Die falschen Anreize

Was die Schweiz sonst noch tun könnte

Einig sind sich die Vertreter der drei Organisationen darin, dass die Schweiz bei Weitem nicht alle Mittel ausgeschöpft hat, um sich für den Frieden einzusetzen. So könne sie etwa vermehrt die Gelder russischer Oligarchen aufspüren und blockieren, die Kriegsgewinne von Firmen in der Schweiz für den Wiederaufbau der Ukraine abschöpfen, die Produktion und die Ausfuhr von Waffen beenden oder Kriegsdienstverweigerern aus der Ukraine und Russland Schutz bieten. (pef)
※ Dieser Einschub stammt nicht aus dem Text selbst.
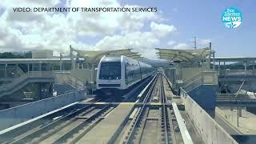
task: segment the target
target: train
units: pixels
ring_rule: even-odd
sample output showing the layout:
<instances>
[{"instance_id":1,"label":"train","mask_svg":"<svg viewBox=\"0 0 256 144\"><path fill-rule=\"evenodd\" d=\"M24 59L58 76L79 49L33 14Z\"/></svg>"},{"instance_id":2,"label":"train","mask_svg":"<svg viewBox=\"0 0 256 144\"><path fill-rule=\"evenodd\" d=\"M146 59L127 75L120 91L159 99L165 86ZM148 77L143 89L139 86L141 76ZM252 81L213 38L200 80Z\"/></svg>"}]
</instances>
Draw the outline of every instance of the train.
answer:
<instances>
[{"instance_id":1,"label":"train","mask_svg":"<svg viewBox=\"0 0 256 144\"><path fill-rule=\"evenodd\" d=\"M96 95L120 96L154 73L149 65L124 55L105 55L98 66Z\"/></svg>"}]
</instances>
Einen anderen Ansatz verfolgt Andrea Nagel. Die Geschäftsleiterin der feministischen Friedensorganisation Frieda fordert, dass die Zivilgesellschaft der betroffenen Staaten bei den Verhandlungen miteinbezogen wird – deren Vertreterinnen und Vertreter sind auf dem Bürgenstock nicht dabei. «Wenn es an der Konferenz um eine weitere Aufrüstung geht, ist das für die Bevölkerung beider Länder kein Anlass zur Hoffnung», sagt Nagel. Noch sei der kapitalistische Anreiz für diesen Krieg zu gross. Das zeige sich daran, dass die Schweiz Waffen an Drittstaaten liefere. «Waffen schaffen keinen Frieden, sondern schaden den Menschen und der Umwelt auf Generationen hinaus», sagt Nagel.

Einen stärkeren Einbezug der Zivilgesellschaft und von NGOs befürworten auch Peter Weishaupt vom SFR und Jonathan Sisson von Ifor. Sisson schlägt in diesem Zusammenhang eine internationale Friedenskonferenz der Zivilgesellschaft vor. «Eine solche gab es nach der US-Invasion in Afghanistan», sagt er. Zwar hätte sie den Krieg nicht beendet, aber viel zum Wiederaufbau des Bildungswesens und zur Stärkung der Frauenrechte beigetragen.